Nació en Chile, aunque su familia venía de Rusia. Vivió en México, de donde huyó porque su vida corría peligro a raíz de la filmación de una de sus películas más icónicas, La Montaña Sagrada, producida por John Lennon. En París, después de haber frecuentado a André Breton, fundó el Grupo Pánico, un movimiento que daba un paso más allá del surrealismo, junto con Fernando Arrabal y Roland Topor. Inventó los efímeros pánicos, génesis de los happenings y las performances posteriores. Ha escrito cerca de un centenar de obras: novelas, ensayos, poesía, teatro, cómics, relatos. Ha dirigido una decena de películas. Ofició la ceremonia matrimonial de Marilyn Manson. Acaba de cumplir noventa y dos años y tiene dos millones de seguidores en Twitter.

Cuando lo conociste, cuando le estrechaste la mano y él tocó suavemente tu espalda y te sonrió, habías leído casi la mitad de sus libros. Algunos los llevabas contigo ese fin de semana que pasaste con él en aquel hotel de la calle López de Hoyos de Madrid. En otra ocasión se los habrías plantado delante para mendigarle una dedicatoria. Ahora sabes que lo que te llevaste de allí, del taller al que asististe con otras cincuenta personas, fue mucho más valioso que un insustancial garabato sobre las páginas iniciales de un libro.

Durante muchos años tuviste el volumen que recoge su poesía completa sobre la mesita de noche. Te gustaba verlo allí, acompañando tus sueños. Es difícil separar su obra de su vida, como ocurre con los artistas puros. Los libros más literarios tienen un componente vital que funciona como una biografía, la suya propia o la de su árbol genealógico, obras como Donde mejor canta un pájaro o El niño del jueves negro.

Su obra teatral, también recogida en un único ejemplar, Teatro sin fin, es una muestra fundamental de sus planteamientos artísticos iniciales y, de algún modo, iniciáticos, como lo son El loro de las siete lenguas y Las ansías carnívoras de la nada, dos novelas lisérgicas menos claras y luminosas que otras obras como Albina y los hombres-perro o El maestro y las magas.
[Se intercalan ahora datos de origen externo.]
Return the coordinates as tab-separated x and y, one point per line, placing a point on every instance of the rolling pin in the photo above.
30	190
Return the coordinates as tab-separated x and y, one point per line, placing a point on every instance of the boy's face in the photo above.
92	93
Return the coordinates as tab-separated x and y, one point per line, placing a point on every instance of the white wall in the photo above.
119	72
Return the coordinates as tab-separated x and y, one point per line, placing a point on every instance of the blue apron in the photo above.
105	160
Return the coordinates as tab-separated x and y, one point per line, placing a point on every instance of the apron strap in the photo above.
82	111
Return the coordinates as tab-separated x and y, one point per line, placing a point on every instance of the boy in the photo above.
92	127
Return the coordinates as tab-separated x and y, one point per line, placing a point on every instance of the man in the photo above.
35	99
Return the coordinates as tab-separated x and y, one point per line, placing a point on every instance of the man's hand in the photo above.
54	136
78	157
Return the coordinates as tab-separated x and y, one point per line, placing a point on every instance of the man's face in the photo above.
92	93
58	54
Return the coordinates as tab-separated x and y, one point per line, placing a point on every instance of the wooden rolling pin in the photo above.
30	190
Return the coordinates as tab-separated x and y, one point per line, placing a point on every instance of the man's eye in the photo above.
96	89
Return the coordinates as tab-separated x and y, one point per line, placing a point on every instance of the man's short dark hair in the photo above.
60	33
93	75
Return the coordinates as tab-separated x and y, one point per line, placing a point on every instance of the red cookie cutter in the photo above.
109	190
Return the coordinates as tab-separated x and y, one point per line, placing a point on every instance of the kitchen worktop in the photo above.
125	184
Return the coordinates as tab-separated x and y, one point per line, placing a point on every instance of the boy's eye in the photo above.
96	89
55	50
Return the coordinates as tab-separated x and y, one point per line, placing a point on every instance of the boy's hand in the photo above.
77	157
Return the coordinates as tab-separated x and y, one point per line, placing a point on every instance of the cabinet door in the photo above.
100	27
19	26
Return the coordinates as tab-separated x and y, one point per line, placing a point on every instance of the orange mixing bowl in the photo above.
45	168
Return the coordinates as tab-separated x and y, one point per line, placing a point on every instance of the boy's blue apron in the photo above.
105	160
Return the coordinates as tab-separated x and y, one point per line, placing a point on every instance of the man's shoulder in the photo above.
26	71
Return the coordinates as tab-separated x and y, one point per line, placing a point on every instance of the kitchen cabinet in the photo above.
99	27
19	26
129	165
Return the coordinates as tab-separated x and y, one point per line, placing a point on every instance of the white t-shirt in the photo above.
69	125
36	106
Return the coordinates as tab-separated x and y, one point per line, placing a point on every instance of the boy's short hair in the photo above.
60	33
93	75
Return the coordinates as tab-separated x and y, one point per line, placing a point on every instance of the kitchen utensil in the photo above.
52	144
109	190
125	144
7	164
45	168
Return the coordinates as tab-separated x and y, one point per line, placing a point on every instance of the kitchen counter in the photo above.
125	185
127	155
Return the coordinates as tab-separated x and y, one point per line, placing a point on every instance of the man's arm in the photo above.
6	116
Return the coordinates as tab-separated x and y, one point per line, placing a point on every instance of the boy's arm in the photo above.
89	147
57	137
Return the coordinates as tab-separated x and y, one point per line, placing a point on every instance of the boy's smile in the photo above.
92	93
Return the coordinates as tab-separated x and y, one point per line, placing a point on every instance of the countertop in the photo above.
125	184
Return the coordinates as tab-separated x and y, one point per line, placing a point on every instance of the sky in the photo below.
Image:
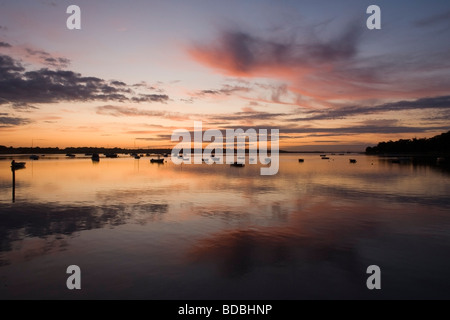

Esta última provocó en ti un efecto parecido al de La danza de la realidad: algo cambió en tu interior. Un efecto incluso mayor que sus libros más terapéuticos, los que fueron escritos con voluntad didáctica, Psicomagia, Cabaret Místico, La vía del Tarot, o aquel que compraste a una editorial mejicana porque aquí tardaría algunos años más en llegar: Los Evangelios para sanar.

Lo volviste a ver en un segundo taller, un par de años después. Para entonces ya conocías casi toda su obra y habías visto sus películas. Necesitarías otras mil palabras sólo para explicar tu conmoción al ver El Topo. Y te encontraste con él una tercera vez, en un espectáculo terapéutico en el Teatro Principal al que llevaste incluso a tu madre.

Llegaste a él por la literatura, pero no es sólo un escritor. Alguien lo definió una vez como un calamar, transparente y gigante, que contiene en su interior una amalgama de mundos dispares, poblados por personajes infinitos. Él mismo abre uno de sus libros, Ojo de oro, con una reveladora cita de Whitman: Sí, me contradigo. ¿Y qué? Yo soy inmenso y en mí contengo multitudes.

No deja a nadie indiferente. Para unos es un gurú, para otros un charlatán. Para ti, tu elección si te dieran a escoger con quien pasar una velada. O quizás sólo sigue siendo ese loco que caminaba en línea recta por las calles de Santiago de Chile, junto a su amigo y poeta Enrique Lihn, salvando cualquier obstáculo para imponer la poesía sobre el mundo. O, más remoto aún, un niño con zapatos rojos bailando en Tocopilla la fabulosa danza de la realidad.